Divorcing US parents make their children Republican

Imagine the headline “Divorcing US parents make their children Republican”. You don’t have to, actually – because it’s the headline to this piece. Care to challenge it? Because I’ve got proof. Kellyanne Conway, currently President Trump’s counsellor and the manager for his election campaign, is (a) Republican, (b) the child of divorced US parents.

Let’s go one stage further. According to a report in the Daily Mail in 2013, divorce messes up the children. So, by extension, if US parents divorce, their children not only become Republican, they become messed-up Republicans. So much for the Republican stance on the family. In order to make lots more Republicans, even messed-up ones, they should be encouraging divorce, not opposing it.

Now, I don’t know any children of divorced US parents – so it’s easy for me to claim this. I have no personal investment in that claim. It’s a simple observation, from a very limited sample.

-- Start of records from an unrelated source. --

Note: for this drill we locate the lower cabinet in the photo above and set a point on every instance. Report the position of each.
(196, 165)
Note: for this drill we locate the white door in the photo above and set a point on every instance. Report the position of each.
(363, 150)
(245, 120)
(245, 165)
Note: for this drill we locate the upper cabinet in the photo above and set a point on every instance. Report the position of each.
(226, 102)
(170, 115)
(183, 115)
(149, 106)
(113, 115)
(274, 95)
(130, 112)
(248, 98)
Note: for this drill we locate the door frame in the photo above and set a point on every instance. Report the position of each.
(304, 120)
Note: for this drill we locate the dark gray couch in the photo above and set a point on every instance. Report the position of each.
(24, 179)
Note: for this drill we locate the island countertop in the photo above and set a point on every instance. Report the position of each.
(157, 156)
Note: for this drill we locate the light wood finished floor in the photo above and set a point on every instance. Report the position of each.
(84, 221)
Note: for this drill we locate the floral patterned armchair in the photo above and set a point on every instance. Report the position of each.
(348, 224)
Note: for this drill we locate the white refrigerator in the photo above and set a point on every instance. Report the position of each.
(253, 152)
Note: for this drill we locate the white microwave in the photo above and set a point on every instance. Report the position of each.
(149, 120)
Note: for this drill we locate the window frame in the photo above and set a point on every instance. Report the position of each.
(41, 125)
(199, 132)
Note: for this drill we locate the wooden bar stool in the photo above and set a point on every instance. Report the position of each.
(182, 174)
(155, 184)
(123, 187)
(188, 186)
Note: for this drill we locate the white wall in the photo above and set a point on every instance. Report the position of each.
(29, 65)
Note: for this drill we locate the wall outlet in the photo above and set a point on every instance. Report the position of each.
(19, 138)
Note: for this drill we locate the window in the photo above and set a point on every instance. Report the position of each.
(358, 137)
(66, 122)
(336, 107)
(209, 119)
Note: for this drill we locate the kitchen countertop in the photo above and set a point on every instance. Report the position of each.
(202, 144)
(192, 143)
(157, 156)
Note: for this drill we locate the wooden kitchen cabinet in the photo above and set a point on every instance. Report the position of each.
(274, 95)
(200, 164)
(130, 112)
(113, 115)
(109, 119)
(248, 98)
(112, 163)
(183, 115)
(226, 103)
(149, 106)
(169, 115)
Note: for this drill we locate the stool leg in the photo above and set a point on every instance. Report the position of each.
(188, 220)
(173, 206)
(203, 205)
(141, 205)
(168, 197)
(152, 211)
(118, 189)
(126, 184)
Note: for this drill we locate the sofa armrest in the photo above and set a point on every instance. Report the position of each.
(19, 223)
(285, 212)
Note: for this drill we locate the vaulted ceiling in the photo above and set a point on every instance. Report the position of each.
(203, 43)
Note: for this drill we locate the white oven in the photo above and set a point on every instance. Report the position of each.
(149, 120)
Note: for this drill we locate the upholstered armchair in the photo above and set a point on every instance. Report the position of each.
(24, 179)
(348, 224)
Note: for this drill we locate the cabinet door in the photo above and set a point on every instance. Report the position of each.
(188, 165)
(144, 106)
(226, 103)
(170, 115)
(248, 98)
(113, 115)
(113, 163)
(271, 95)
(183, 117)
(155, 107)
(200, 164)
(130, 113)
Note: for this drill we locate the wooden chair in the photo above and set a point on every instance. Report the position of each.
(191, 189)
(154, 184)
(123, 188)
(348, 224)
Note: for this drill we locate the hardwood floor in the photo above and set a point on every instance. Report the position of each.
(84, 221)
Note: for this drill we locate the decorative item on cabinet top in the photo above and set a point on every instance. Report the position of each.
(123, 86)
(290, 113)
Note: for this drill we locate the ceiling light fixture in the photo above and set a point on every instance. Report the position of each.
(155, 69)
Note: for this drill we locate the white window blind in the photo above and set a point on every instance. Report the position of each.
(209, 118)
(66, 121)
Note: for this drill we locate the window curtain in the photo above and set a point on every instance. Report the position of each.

Which all goes to show it’s pretty easy, when discussing a group where you don’t know anybody, to think that the person you’ve talked to (or researched) is representative of that group. You may even strike lucky and find a second or third member of that group who says much the same thing.

But a sample of 3 is rarely representative of the whole group, unless the group numbers 5 or fewer. It’s basic statistics.

Jenni Murray (of BBC Woman’s Hour fame) has hit the news in a small way today by insisting that trans women are not women. Her case is supported by interviews with two trans women who seemed more obsessed by appearance than anything else. The Sunday Mail helpfully found a third trans woman to support her view.

If you look at what India Willoughby actually said, she was asking for people who worked in particular professions to look the part. Because poor appearance may have an impact on the perception of the business, she understood why some employers, the Dorchester Hotel in this particular instance, may choose to implement certain dress codes.

Whether or not you agree with this, there is no doubt that businesses do implement dress codes. There is a certain societal pressure on people to “look the part”. Where this becomes problematic is when it imposes discomfort, cost or voyeurism onto one particular group of people, usually women. Forcing women to shave their legs and wear skirts, high heels or makeup is, in my view, a step too far. In my view, and from what I understand as reported at the time, the Dorchester Hotel’s policy regarding women’s dress codes is wrong.

Does that make me a “real woman” – because I pass the Murray feminism test? If it does, then her bland statement fails. If it doesn’t, even though I agree with her on dress codes (and other feminist issues as well), then there is something else underpinning her viewpoint. Some people who watched the interaction between Murray and Willoughby in December last year reported Murray’s questioning as “hostile”.

In the early days of my transition, I was careful to always make sure that I was displaying enough “clues” to make sure that my femininity wasn’t challenged on the street. Sometimes I failed. But this meant that skirts and makeup tended to be the order of the day. As I grew in confidence, my need for these external prompts (for other people) declined. It took at least a couple of years.

But that’s a far cry from insisting that all women (or even all trans women) do what I did. It also highlights the problem of the media’s standard approach – which insists that newly transitioned trans women speak for all trans women. How you perceive and understand yourself and, to some extent, the world around you changes over time.

What Murray’s statements really show is one of the problems underpinning the way our media understands and reports things.

The “Milo affair” a couple of weeks ago demonstrated clearly that the “free speech” argument does, indeed, have limits. So it’s no longer an argument about the purity of the concept. Instead, it’s a discussion about where those limits are drawn. This happens to be what I’ve been saying publicly for a couple of years now.

The insistence on certain parts of the media for “balance”, presented in a 50-50 “debate”, is also problematic. If taken to its logical endpoint, then every BBC documentary presented by Prof Brian Cox should also have an equal amount of time given to a member of the Flat Earth Society. So, again, it’s not really “balance” that the media is looking for, but “debate”. I’ve also been saying this for a number of years.

And now we have “sampling” or “jumping to conclusions”. In some ways this is the flip-side to the balance debate. Because you have found someone in a community that says X, that entitles you to draw the conclusion that everyone in the community also thinks X, which leads on to other conclusions. The old PCC supported the right of a newspaper to justify a headline expressing outrage over something as long as they could find one person, just one, to express outrage. This is exactly what Murray has done, and is plainly flawed (as I’ve hopefully demonstrated at the start of this piece). The previously assumed responsibility of the journalist or reporter to understand more than the bare basics of an issue, or fairly present an issue, is no longer there.

Just for the record, I suppose I ought to clarify that I don’t think that children of divorced parents are necessarily messed up. Nor do I think that children from divorced American families are necessarily going to end up Republican.